Some of the other said smaller players include Vasono, which aims to reduce congestion at the cell site, Vantrix Corp., which offers a bandwidth optimizer software, OpenWave Mobility, and others still. Glueck says that some of the small vendors may look to exit, but many are in too weak a position financially to do so. He suggested some fire sales, akin to Allot Communications Ltd.'s Ortiva acquisition last May, may pop up.
"There will also be disruptive new startups that are small and doing disruptive things, like Intucell, which was acquired by Cisco in the SON space," Glueck adds. "It's not competitive to us, but related to optimization."

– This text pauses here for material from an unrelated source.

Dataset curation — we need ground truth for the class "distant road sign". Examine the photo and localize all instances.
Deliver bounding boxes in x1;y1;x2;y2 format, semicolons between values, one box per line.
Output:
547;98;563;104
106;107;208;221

So far these acquisitions have centered on two vendors making a stronger team, but an industry source suggests that future M&A could come from a cable company or wireless operator looking to purchase and take their own solution in house. But this is an idea that Glueck, for one, doesn't see happening anytime soon.
"It seems that the carriers are very good at procurement, so they can squeeze their vendors pretty hard. They are powerful. If you have great R&D that can be amortized over many customers instead of one paying that R&D, and you have the bargaining power, why not play suppliers off one another?"